KaosPilots earn their wings in unconventional programme

Entrepreneurial programme in Aarhus gets students ready for the real world

Working your tail off for a title with the word ‘chaos’ in it, may not sound like a good move, but that’s the quest 35 entrepreneurs embark upon in Aarhus each year. The (mostly young) hopefuls arrive for the three-year programme hoping to earn their wings as KaosPilots (Chaos Pilots).

The idea is that students steer a path through chaos to become leaders, entrepreneurs and captains of industry. Some 40 percent of KaosPilots go on to establish their own businesses.

The school was founded in 1991 by Uffe Elbæk, the current minister of culture, citing as its mission “to be the best school for the world”. After wading through rafts of clichés and slogans on their website, you might feel inclined to shrug it all off as nonsense, but there’s something undeniably earnest about the school’s endeavours.

Between 90 and 200 people apply each year, 70 take part in the three-day selection process and just 35 gain places in the course, which is taught in English. From then on, nothing but real life will do according to Christer Windeløv-Lidzelius, the headteacher of KaosPilots since 2006.

“We don’t simulate. Companies use what we do and produce; they’re real clients that pay money or in kind,” he said. “Our students create their own projects and companies. You have to make the student believe in their own abilities, so on your first day at school you start working on an assignment that feels overwhelming.”
Originally from Sweden and an entrepreneur himself, Windeløv-Lidzelius is keen to emphasise that the teachers in the school all have real-life experience.

“You can have great professors at universities but very often they’ve never been leaders or entrepreneurs,” he said. “We try to balance that, all our teachers are role models.”

But does the conventional world of international business, where a blue rather than grey suit is considered risqué, take KaosPilots seriously?

“In the Scandinavian countries, a lot of companies know and respect what we do. In a country where we are less known it could be more difficult,” admitted Windeløv-Lidzelius. “But our students are good at adapting. If they want to work in a financial institution in London, they’ll adapt.”

That was the spirit that made Andy Sontag, a 24-year-old from the American state of Ohio, shift his ambitions from an MBA programme at the University of California Berkley and set his sights on Aarhus.

“I watched a video of Uffe Elbæk and he inspired me,” Sontag said. “I also remember jumping out of my chair when I read the school’s mission – ‘to be the best school for the world’. I think it’s such a noble mission. I don’t see why I should suffer through an MBA when I can have fun the whole way through being educated and then still get a really good job.”

While EU student fees are funded by the Ministry of Education, as a non-EU student Sontag faces a 314,000 kroner price tag for the three-year programme and will be needing lucrative employment to pay off his debts. Is he worried about whether the credential of the KaosPilots programme will stand up against a more mainstream school?

“I recently had a realisation,” he said. “I’m in no way worried about getting my dream job. The work here has given me the ability to seek out employers and create my own job. Before I came here I had a clear vision of what I wanted to achieve, now I have a hundred things that draw me. I’m just about to travel to Cape Town, South Africa, where I’ll be creating a strategic business plan for an innovation and design hub.”

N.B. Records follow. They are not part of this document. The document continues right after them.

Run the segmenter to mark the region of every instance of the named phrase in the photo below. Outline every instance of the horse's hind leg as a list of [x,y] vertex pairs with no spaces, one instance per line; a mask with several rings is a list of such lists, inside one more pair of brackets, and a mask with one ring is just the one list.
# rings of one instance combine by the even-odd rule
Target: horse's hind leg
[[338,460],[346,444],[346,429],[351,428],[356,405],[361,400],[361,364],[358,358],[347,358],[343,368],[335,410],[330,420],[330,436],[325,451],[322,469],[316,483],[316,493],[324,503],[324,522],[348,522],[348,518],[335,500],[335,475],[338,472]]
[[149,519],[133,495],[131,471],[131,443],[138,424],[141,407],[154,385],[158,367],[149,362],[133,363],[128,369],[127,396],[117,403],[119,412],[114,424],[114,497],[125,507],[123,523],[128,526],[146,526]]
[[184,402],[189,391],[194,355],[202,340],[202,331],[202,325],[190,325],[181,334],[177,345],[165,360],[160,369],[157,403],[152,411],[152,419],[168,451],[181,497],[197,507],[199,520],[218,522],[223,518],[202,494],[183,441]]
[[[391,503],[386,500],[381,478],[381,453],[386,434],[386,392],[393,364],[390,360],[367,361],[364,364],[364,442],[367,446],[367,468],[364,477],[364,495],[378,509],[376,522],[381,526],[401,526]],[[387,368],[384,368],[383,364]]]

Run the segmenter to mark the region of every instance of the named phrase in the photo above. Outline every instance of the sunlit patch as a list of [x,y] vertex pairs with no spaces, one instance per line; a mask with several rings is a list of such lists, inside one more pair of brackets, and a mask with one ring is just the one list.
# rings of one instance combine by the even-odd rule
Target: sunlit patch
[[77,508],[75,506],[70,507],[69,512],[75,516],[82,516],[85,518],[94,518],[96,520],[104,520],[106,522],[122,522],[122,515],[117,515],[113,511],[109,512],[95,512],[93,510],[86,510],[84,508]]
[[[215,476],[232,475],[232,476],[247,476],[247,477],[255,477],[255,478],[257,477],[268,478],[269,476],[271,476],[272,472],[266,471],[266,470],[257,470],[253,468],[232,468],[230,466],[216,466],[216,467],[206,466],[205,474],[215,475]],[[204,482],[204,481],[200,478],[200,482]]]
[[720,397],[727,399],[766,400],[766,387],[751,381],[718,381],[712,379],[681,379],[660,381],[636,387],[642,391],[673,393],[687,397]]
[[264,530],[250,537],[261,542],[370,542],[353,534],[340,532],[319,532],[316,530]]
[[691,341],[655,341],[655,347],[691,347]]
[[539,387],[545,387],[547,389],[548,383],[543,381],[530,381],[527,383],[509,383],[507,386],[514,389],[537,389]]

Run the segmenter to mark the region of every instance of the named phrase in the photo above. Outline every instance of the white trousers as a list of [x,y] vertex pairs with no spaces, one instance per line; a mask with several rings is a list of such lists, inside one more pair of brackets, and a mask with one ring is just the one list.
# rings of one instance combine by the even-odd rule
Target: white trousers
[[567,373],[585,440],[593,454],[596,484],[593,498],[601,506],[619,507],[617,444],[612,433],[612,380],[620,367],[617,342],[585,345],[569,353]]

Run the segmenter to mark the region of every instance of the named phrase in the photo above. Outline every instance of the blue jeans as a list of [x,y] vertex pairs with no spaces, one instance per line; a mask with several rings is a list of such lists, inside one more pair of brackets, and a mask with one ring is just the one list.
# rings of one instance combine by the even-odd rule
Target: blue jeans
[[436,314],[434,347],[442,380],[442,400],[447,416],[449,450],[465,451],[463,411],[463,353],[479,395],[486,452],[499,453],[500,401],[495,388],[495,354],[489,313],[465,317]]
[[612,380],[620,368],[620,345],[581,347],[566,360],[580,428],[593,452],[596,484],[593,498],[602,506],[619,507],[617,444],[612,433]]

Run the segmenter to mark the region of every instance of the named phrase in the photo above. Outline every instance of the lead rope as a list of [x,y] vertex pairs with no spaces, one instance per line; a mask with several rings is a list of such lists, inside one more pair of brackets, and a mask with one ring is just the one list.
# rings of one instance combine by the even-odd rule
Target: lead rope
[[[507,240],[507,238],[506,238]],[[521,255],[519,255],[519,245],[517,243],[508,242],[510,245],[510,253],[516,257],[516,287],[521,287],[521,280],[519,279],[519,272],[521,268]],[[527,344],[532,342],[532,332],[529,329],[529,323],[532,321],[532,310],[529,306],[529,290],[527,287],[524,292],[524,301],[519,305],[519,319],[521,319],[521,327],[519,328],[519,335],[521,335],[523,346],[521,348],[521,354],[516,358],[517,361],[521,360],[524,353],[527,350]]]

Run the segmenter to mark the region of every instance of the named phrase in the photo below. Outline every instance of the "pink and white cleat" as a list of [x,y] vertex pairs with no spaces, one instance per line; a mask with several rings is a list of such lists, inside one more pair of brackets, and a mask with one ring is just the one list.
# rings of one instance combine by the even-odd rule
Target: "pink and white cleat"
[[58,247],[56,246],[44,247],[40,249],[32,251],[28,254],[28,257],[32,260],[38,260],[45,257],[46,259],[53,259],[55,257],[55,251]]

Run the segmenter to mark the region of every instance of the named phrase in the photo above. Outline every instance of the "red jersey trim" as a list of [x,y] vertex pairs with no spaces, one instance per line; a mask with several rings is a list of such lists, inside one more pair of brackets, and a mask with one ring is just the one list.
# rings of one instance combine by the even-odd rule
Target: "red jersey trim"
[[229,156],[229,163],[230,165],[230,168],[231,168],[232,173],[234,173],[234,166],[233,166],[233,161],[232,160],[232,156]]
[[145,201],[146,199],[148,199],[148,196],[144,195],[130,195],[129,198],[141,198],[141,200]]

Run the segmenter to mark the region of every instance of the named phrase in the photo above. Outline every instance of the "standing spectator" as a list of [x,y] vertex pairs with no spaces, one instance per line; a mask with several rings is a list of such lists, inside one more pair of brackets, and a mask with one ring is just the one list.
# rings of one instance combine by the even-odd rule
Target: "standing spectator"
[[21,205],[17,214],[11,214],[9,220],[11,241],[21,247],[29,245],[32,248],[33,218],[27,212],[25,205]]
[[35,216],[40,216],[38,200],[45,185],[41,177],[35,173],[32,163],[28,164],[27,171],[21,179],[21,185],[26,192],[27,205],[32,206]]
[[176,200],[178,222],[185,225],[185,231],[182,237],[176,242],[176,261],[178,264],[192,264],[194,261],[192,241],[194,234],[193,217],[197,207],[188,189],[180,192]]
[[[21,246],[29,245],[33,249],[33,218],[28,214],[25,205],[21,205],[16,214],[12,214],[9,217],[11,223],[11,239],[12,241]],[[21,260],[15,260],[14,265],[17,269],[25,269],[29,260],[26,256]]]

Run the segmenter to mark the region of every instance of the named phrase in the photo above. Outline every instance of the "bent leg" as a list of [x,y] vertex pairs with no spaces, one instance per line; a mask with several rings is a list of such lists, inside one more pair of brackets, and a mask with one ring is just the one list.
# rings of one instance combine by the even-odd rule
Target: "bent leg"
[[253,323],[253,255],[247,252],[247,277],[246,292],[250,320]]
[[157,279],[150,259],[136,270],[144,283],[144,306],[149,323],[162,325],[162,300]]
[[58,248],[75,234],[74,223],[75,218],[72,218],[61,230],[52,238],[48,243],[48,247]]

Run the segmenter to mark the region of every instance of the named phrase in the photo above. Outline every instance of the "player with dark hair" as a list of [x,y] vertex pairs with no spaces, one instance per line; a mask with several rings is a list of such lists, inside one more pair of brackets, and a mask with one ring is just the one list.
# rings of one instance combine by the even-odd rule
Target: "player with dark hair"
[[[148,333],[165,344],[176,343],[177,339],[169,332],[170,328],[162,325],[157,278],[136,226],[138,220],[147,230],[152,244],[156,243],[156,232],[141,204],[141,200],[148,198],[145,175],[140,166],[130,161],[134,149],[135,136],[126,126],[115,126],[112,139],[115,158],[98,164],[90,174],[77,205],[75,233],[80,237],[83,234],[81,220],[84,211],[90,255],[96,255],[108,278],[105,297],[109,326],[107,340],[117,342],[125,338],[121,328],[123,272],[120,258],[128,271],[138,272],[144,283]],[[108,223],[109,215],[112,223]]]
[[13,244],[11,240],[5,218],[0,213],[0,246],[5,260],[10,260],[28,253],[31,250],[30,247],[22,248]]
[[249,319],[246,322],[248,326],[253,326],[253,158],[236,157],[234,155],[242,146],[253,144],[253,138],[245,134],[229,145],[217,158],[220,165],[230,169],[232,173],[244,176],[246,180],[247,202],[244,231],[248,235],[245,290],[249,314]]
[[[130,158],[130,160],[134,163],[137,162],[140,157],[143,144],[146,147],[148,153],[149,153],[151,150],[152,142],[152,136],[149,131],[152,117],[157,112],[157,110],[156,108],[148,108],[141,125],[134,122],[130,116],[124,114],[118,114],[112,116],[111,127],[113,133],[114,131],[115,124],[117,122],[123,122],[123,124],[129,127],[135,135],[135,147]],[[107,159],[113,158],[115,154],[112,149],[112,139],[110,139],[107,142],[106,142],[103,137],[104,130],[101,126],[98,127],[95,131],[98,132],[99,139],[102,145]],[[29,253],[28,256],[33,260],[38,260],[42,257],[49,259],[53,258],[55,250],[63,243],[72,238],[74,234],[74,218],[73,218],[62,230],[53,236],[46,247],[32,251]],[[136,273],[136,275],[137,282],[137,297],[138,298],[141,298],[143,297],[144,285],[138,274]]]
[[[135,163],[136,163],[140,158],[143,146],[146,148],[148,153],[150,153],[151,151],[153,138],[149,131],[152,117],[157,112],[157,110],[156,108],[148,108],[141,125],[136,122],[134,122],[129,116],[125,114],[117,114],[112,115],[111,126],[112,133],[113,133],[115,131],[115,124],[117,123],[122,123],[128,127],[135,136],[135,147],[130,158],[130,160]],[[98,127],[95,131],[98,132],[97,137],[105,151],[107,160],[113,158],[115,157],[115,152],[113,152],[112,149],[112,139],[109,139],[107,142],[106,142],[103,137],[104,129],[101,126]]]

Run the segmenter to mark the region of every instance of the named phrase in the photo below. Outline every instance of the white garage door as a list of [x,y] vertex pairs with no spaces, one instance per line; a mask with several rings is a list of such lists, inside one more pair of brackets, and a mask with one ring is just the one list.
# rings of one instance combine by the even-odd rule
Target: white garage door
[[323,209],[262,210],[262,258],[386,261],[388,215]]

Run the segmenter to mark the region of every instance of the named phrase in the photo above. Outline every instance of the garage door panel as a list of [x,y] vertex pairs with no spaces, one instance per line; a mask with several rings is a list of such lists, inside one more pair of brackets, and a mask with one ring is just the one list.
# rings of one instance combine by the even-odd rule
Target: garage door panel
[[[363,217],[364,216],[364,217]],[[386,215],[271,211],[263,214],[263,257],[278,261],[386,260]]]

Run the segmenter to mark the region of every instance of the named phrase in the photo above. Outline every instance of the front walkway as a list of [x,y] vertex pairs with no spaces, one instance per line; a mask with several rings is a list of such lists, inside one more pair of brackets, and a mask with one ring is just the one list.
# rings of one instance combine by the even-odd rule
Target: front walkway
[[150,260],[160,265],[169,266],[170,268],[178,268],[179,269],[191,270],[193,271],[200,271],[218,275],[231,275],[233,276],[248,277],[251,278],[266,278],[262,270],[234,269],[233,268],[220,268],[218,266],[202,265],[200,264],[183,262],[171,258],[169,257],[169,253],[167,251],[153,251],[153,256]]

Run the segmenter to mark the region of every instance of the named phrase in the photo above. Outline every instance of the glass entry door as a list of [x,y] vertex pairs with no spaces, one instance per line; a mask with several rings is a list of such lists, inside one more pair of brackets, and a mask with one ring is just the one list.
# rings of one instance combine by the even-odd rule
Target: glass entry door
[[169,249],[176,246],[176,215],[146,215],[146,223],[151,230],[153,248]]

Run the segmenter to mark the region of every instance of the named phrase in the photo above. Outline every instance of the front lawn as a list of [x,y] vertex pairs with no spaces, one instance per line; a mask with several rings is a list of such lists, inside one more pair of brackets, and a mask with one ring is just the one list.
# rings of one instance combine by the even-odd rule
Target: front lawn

Windeløv-Lidzelius, meanwhile, is also setting his sights further afield and a branch of KaosPilots is being set up in Switzerland.

“My hope is that we’ll grow and we’re experimenting with not only delivering our three-year programme but also doing trainings and other courses for companies, giving us a larger customer base,” Windeløv-Lidzelius said. “It’s important to keep track of what’s important – we produce some of the world’s greatest graduates, the enterprising leaders that the world really needs.”

And who are these fledgling figureheads? The student body remains largely Scandinavian but, according to Windeløv-Lidzelius, they come from diverse backgrounds.

“We have successful entrepreneurs, artists, a former Air Force pilot….it’s their ambition that unites them, not their background,” he said. “There’s a difference between reality and idealism. Our students may find it harder to get jobs than they did ten years ago, but a lot of our students create jobs within companies that didn’t exist before they worked with them. Some create jobs as entrepreneurs. This confidence is important and it’s vital that our students believe that the future can be better than the present.”

With some 95 percent of their alumni working, employment is clearly not an issue for newly qualified KaosPilots. The independent think tank Mondag Morgen proclaimed that “ideas and education” were the basic skills for tomorrow’s labour market, adding ominously “the Danish education system does not reward innovators.”

Could a little bit of Kaos be the key?